Na realidade, a leitura só é um “objeto de conhecimento” para pesquisadores e estudiosos que a tomam como tal, pesquisam e estudam os processos cognitivos e linguísticos de leitura; para o ensino, a leitura é uma das práticas de linguagem, não um objeto de conhecimento, uma prática de linguagem que ocorre em inúmeras situações de comunicação por meio da língua escrita — pela mediação de textos.
As crianças e jovens precisam a compreender textos e interpretar textos na escola. No entanto, refletindo o uso gerencial dos resultados obtidos no SAEB, as redes têm exigido que os projetos pedagógicos de suas escolas reflitam muito de perto as questões e as matrizes de avaliação do SAEB. Estes documentos enfatizam o domínio de habilidades de leitura isoladas. Como consequência, os estudantes são expostos, tanto no ensino como na avaliação, apenas a fragmentos de textos intencionalmente escolhidos para verificar o seu domínio de habilidades específicas. No entanto, o objetivo final da educação básica não é o domínio de habilidades específicas, nem a capacidade de ler fragmentos de textos, mas a capacidade de mobilizar as diferentes habilidades de leitura para a construção do sentido de textos autênticos, aqueles que serão exigidos para uma inserção plena dos estudantes na cidadania e no trabalho. Por isso, em Lagoa Santa, o centro da aprendizagem do ler e compreender é o texto, tanto nas atividades de leitura e compreensão em sala de aula quanto nos momentos de diagnóstico dos resultados dessa aprendizagem.
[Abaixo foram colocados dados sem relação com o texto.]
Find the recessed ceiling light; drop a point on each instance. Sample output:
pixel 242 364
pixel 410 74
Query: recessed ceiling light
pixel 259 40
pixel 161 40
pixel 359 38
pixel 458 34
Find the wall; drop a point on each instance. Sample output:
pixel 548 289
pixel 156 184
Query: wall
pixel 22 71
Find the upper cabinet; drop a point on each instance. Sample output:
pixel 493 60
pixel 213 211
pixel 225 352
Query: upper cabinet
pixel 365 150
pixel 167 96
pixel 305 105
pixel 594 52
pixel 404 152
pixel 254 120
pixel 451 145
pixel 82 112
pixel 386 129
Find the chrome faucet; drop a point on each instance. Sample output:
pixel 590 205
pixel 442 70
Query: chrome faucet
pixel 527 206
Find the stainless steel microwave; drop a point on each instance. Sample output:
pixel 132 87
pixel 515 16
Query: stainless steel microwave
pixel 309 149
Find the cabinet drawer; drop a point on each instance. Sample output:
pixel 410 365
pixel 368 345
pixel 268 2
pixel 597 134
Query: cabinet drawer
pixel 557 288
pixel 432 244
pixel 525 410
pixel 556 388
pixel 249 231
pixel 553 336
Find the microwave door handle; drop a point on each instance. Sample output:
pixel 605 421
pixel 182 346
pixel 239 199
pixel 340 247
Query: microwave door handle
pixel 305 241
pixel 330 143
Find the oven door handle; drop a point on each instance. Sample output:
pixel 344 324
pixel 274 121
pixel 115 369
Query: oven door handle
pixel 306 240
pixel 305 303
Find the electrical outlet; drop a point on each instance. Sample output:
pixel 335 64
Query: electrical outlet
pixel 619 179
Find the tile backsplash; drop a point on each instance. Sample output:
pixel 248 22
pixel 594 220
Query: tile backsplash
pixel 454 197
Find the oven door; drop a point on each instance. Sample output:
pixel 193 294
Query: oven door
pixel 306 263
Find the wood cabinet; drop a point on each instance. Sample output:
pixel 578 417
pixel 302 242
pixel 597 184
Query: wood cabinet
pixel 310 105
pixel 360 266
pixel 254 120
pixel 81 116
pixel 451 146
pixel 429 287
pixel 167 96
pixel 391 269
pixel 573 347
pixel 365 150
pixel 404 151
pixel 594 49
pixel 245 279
Este é o segundo ponto que caracteriza o ensino da leitura em Lagoa Santa: a “avaliação” dos resultados do ensino da leitura é substituída por diagnósticos periódicos, que visam acompanhar o processo de aprendizagem das crianças ao longo de cada ano e ao longo dos anos, assim possibilitando que o ensino retome metas que se revelem ainda não plenamente atingidas e indique o caminho a ser seguido no ensino. Praticamente eliminou-se em Lagoa Santa a palavra avaliação, pelo sentido que ela carrega de definição do valor da aprendizagem, quando o que realmente se quer saber é a qualidade da aprendizagem, o que e quanto aprenderam as crianças do que foi desenvolvido durante determinado período. A mesma prova é aplicada em cada ano de escolarização em toda a rede, e os resultados de cada ano são agrupados e analisados, registrados em tabelas que possibilitam identificar visualmente o resultado de cada questão e de cada criança, de modo que se possa definir metas que precisam ser ainda desenvolvidas e metas que já foram atingidas. A prova é construída sempre tendo como base textos, um, dois ou três de diferentes gêneros, cada um sendo o suporte de várias questões, que no seu conjunto demandam as diferentes habilidades de leitura necessárias para a plena compreensão dos textos. Cada professora corrige a prova de sua turma, registrando e analisando os resultados em uma tabela, e os resultados das turmas de cada ano são reunidos em uma única tabela, evidenciando o nível de leitura de cada ano na rede; as tabelas são analisadas em todas as escolas. Dessa forma pode-se acompanhar a aprendizagem e o ensino e analisar a qualidade e a equidade do ensino da leitura na rede.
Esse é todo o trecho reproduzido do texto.